Very Broadband Radiating Element Eugen Arnold, Ingo Walter

EADS Deutschland GmbH, Woerthstrasse 85, 89077 Ulm /Germany, e-mail: eugen.arnold@eads.com

Abstract — An antenna is presented with an impedance

bandwidth ratio which exceeds 3:1. The dimensions of the base of the antenna are 0.22*λlow x 0.24*λlow, the antenna height is 0.12*λlow, where λlow denotes the wavelength belonging to the lower frequency limit. The antenna looks similar to a patch antenna. Actually it is an open TEM waveguide whose aperture is shunted by inductors. The lumped elements have only slide inductance. The antenna can be mounted on a metallic plane

I. INTRODUCTION

For future applications small antennas with large bandwidth are required. Bandwidth ratios of 3:1 or 5:1 are desirable, with the bandwidth ratio being defined as the ratio between the upper frequency limit and the lower frequency limit. These antennas can be used for simultaneous reception of signals over large frequency bands, simultaneous transmission of signals of several transmitters or for increased interception security by frequency hopping. Antennas with very small dimensions compared to the wavelength of the lower frequency limit are well known. Examples are spiral or sinuous antennas, but due to their efficiency of less than 50% they are not suitable as transmit antennas. On the other hand broadband antennas with good efficiency are usually not small. A well known example for a very broadband antenna is the open TEM waveguide – however this antenna is rather large. In this article an antenna is introduced which is small with a very simple construction. The antenna uses no dielectric or ferrite material.

II. THE ANTENNA AND ITS DEVELOPMENT

Starting point of the development was the open TEM waveguide over a perfect electrically conducting (pec) ground-plane. The aim was to change the design in that way, that the lower frequency limit is shifted down as far as possible. By using inductors, which were connected between the TEM waveguide and the ground-plane, this aim could be achieved successfully. The necessary inductances of the inductors are very low. They can be realized by using a low number of windings of thin wire or by printing them on a substrate. Fig. 1 shows a typical antenna and Fig. 2 shows the VSWR of the antenna as a function of frequency. The antenna was designed for the UHF-Band with a lower frequency limit of 250 MHz. It is trivial that the antenna can be scaled with frequency.

Fig. 1: View to a typical antenna under discussion.
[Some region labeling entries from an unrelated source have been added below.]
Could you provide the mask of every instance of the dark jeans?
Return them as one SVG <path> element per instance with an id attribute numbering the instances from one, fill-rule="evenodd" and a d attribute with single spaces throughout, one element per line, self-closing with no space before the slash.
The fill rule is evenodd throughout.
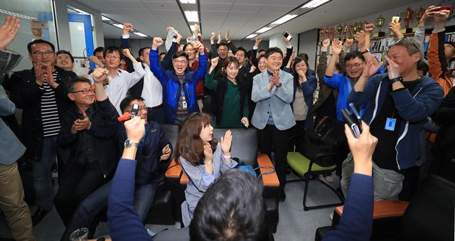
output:
<path id="1" fill-rule="evenodd" d="M 62 241 L 68 240 L 70 235 L 75 230 L 81 227 L 90 227 L 95 217 L 107 208 L 107 200 L 112 183 L 112 181 L 109 181 L 79 203 L 77 209 L 66 225 Z M 149 211 L 151 209 L 156 188 L 156 183 L 145 184 L 136 188 L 134 208 L 142 222 L 147 218 Z"/>
<path id="2" fill-rule="evenodd" d="M 286 166 L 287 163 L 287 147 L 289 141 L 289 130 L 280 131 L 274 125 L 267 124 L 259 130 L 259 151 L 272 159 L 272 148 L 275 154 L 275 171 L 279 180 L 279 188 L 284 189 L 286 185 Z"/>
<path id="3" fill-rule="evenodd" d="M 70 222 L 79 203 L 105 181 L 97 161 L 74 164 L 66 176 L 62 178 L 55 195 L 55 209 L 65 225 Z"/>

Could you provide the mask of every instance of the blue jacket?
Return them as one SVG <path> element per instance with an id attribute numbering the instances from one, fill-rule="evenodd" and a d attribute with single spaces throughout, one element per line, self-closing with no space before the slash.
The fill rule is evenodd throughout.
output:
<path id="1" fill-rule="evenodd" d="M 158 51 L 150 50 L 150 70 L 163 85 L 163 104 L 166 112 L 166 120 L 173 124 L 178 105 L 178 95 L 181 94 L 180 83 L 177 75 L 173 70 L 166 70 L 158 61 Z M 198 112 L 196 102 L 196 87 L 199 80 L 207 73 L 207 55 L 199 55 L 199 68 L 196 71 L 188 71 L 183 75 L 183 91 L 188 105 L 188 114 Z"/>
<path id="2" fill-rule="evenodd" d="M 424 79 L 410 92 L 407 89 L 390 93 L 398 114 L 402 119 L 400 123 L 400 134 L 395 149 L 398 169 L 415 166 L 422 156 L 420 133 L 427 117 L 431 115 L 441 104 L 444 97 L 442 87 L 429 77 Z M 363 92 L 352 91 L 349 102 L 363 105 L 370 102 L 365 109 L 363 120 L 370 124 L 387 97 L 389 88 L 387 74 L 376 75 L 370 77 Z"/>
<path id="3" fill-rule="evenodd" d="M 263 129 L 267 124 L 270 112 L 275 127 L 280 131 L 288 129 L 296 124 L 289 103 L 292 102 L 294 93 L 294 77 L 292 75 L 279 70 L 282 87 L 274 86 L 267 90 L 269 73 L 265 71 L 253 77 L 253 89 L 251 100 L 256 102 L 256 108 L 251 119 L 255 127 Z"/>
<path id="4" fill-rule="evenodd" d="M 305 119 L 305 129 L 313 128 L 313 125 L 314 124 L 313 122 L 313 116 L 311 115 L 311 107 L 313 107 L 313 93 L 314 92 L 314 90 L 316 90 L 316 76 L 314 75 L 308 76 L 307 80 L 301 83 L 301 87 L 304 89 L 304 99 L 305 99 L 305 103 L 306 104 L 306 106 L 308 106 L 306 119 Z M 297 87 L 296 85 L 294 85 L 294 96 L 292 97 L 292 102 L 291 102 L 291 109 L 292 109 L 293 112 L 293 105 L 294 100 L 296 100 L 296 91 Z"/>
<path id="5" fill-rule="evenodd" d="M 122 124 L 120 129 L 119 149 L 122 149 L 127 140 L 127 131 Z M 172 144 L 164 135 L 160 125 L 153 121 L 149 121 L 145 125 L 145 134 L 139 142 L 139 147 L 136 153 L 136 160 L 139 166 L 136 169 L 136 185 L 144 185 L 156 181 L 158 179 L 158 164 L 163 155 L 163 148 L 169 144 L 172 150 Z"/>

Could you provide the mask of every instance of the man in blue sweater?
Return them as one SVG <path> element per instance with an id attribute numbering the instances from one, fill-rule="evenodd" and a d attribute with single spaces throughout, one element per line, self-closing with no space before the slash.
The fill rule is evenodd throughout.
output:
<path id="1" fill-rule="evenodd" d="M 368 63 L 349 95 L 356 106 L 370 103 L 363 114 L 380 141 L 373 156 L 375 200 L 409 200 L 419 176 L 420 134 L 427 117 L 439 106 L 443 90 L 432 78 L 419 76 L 421 43 L 404 38 L 390 47 L 387 74 L 370 77 L 380 63 Z M 343 163 L 341 188 L 347 193 L 353 172 L 352 155 Z"/>

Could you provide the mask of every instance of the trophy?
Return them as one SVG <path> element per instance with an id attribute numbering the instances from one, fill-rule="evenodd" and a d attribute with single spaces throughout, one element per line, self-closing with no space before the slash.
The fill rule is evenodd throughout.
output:
<path id="1" fill-rule="evenodd" d="M 335 35 L 335 28 L 330 28 L 328 29 L 328 38 L 333 39 L 333 36 Z"/>
<path id="2" fill-rule="evenodd" d="M 417 10 L 416 11 L 414 12 L 414 16 L 415 16 L 415 21 L 417 22 L 417 24 L 415 26 L 415 27 L 412 28 L 414 32 L 415 32 L 417 30 L 417 26 L 419 26 L 419 23 L 420 23 L 420 18 L 422 18 L 422 16 L 424 16 L 424 13 L 425 13 L 425 9 L 424 9 L 422 6 L 420 6 L 420 9 L 419 9 L 419 10 Z"/>
<path id="3" fill-rule="evenodd" d="M 324 41 L 324 28 L 319 29 L 319 42 Z"/>
<path id="4" fill-rule="evenodd" d="M 336 31 L 338 33 L 338 39 L 341 40 L 341 33 L 343 33 L 343 26 L 341 26 L 341 23 L 336 26 Z"/>
<path id="5" fill-rule="evenodd" d="M 343 35 L 344 36 L 344 39 L 348 38 L 348 24 L 345 24 L 343 26 Z"/>
<path id="6" fill-rule="evenodd" d="M 410 7 L 407 7 L 404 12 L 401 13 L 405 21 L 405 28 L 402 29 L 402 33 L 412 33 L 412 28 L 410 28 L 410 23 L 414 19 L 414 11 Z"/>
<path id="7" fill-rule="evenodd" d="M 375 26 L 376 26 L 376 28 L 378 28 L 379 29 L 378 31 L 378 32 L 375 33 L 375 35 L 374 35 L 375 37 L 384 37 L 384 36 L 385 36 L 385 32 L 382 32 L 381 31 L 381 28 L 382 28 L 382 26 L 384 26 L 384 22 L 385 21 L 385 18 L 384 18 L 382 15 L 380 15 L 379 18 L 376 18 L 376 21 L 375 21 Z"/>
Fig. 2: VSWR of the antenna of Fig. 1.

Beside the VSWR property, the radiation pattern as a function of frequency is a very important property. The radiation patterns are shown in Fig. 5 to Fig. 7. The dimensions of the antenna are height 0.12*λlow , length (feed to aperture) 0.22*λlow , width at the aperture 0.24*λlow. In the case of a lower frequency limit of 250 MHz, λlow is 1.2 m, the antenna height is 14.3 cm, the length (from feed to aperture) is 26.7 cm and the width is 29 cm.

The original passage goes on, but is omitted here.